An unexpected benefit
While no one is ever going to welcome Alzheimer’s into their life, Paula has found an unexpected benefit to her dad’s disease.
“I’m seeing a new side of my dad,” she said. “When I was growing up, he was the provider and more serious. Now I’m realizing that he’s got a funny personality. As a child looking at a parent, you don’t usually get to see that. I don’t remember laughing with my dad, but I do now.”
Caregivers must decide for themselves
Perhaps the biggest challenge that caregivers face is knowing when the time is right to make a change.
“I wanted to keep dad at home as long as I could and bring services to him, but I never had the confidence to know when the time was right (to make a change),” she said. “You don’t know how you’ll respond as a caregiver. We all hope and desire different things. It’s not a judgment, but every individual has their limits.”
Paula was able to expand her knowledge of Alzheimer’s and get insights from other caregivers by engaging in a wide range of programs and services offered at no charge by the Alzheimer’s Association of Colorado, including support groups and classes like “Know the 10 Signs” of Alzheimer’s and “Understanding and Responding to Dementia-Related Behavior.” To learn more about classes and workshops, click here or call the Association’s 24/7 Helpline at 800-272-3900.

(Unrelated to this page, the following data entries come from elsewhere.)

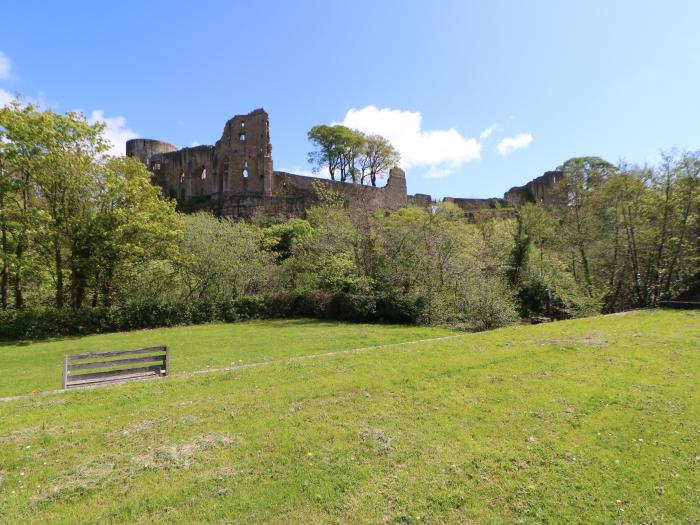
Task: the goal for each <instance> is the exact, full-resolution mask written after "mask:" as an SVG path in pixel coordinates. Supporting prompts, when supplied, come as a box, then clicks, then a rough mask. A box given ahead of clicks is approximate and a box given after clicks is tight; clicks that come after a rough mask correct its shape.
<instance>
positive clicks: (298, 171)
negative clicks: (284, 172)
mask: <svg viewBox="0 0 700 525" xmlns="http://www.w3.org/2000/svg"><path fill="white" fill-rule="evenodd" d="M276 171H284V172H286V173H292V174H294V175H303V176H304V177H316V178H319V179H330V178H331V177H330V175H328V169H326V168H323V169H321V171H319V172H318V173H314V172H313V171H311V170H310V169H308V168H304V167H303V166H300V165H298V164H294V165H293V166H292V167H291V168H281V169H279V170H276Z"/></svg>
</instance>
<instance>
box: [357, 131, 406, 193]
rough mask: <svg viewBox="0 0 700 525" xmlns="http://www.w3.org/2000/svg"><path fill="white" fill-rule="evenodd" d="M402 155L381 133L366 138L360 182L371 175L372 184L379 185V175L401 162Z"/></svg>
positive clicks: (360, 172)
mask: <svg viewBox="0 0 700 525" xmlns="http://www.w3.org/2000/svg"><path fill="white" fill-rule="evenodd" d="M400 159H401V156H400V155H399V152H398V151H397V150H396V148H394V146H392V145H391V142H389V141H388V140H387V139H385V138H384V137H382V136H380V135H369V136H368V137H366V138H365V141H364V147H363V149H362V156H361V158H360V184H364V183H365V177H369V180H370V182H371V184H372V186H376V185H377V177H378V176H379V175H381V174H383V173H386V172H387V171H389V170H390V169H391V168H393V167H394V166H396V165H397V164H398V163H399V160H400Z"/></svg>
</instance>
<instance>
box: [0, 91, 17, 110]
mask: <svg viewBox="0 0 700 525" xmlns="http://www.w3.org/2000/svg"><path fill="white" fill-rule="evenodd" d="M14 99H15V97H14V95H12V93H10V92H9V91H5V90H4V89H0V108H2V107H4V106H7V105H8V104H9V103H10V102H12V101H13V100H14Z"/></svg>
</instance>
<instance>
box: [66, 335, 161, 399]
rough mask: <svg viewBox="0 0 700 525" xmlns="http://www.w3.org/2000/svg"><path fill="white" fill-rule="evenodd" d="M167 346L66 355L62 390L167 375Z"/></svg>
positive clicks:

“Until it (Alzheimer’s) comes home, you really don’t know where to start,” she said. “No one would ever think to come to the Alzheimer’s Association before they need it, but it has been a great resource that has enabled me to be prepared for each stage (of the disease).”
Since Wiley’s diagnosis four years ago, Paula has learned that she needs to pace herself in order to be present for her dad and give him her support.
“It’s a hard disease,” she said. “I need to take it in doses. I don’t want to get overwhelmed.”
But Paula won’t, because she doesn’t want to miss any of this final trip she’ll get to take with her dad.
“I’m trying to be present,” she said. “I’m not sure what’s down the road, but I’m trying to make the most of what’s here.”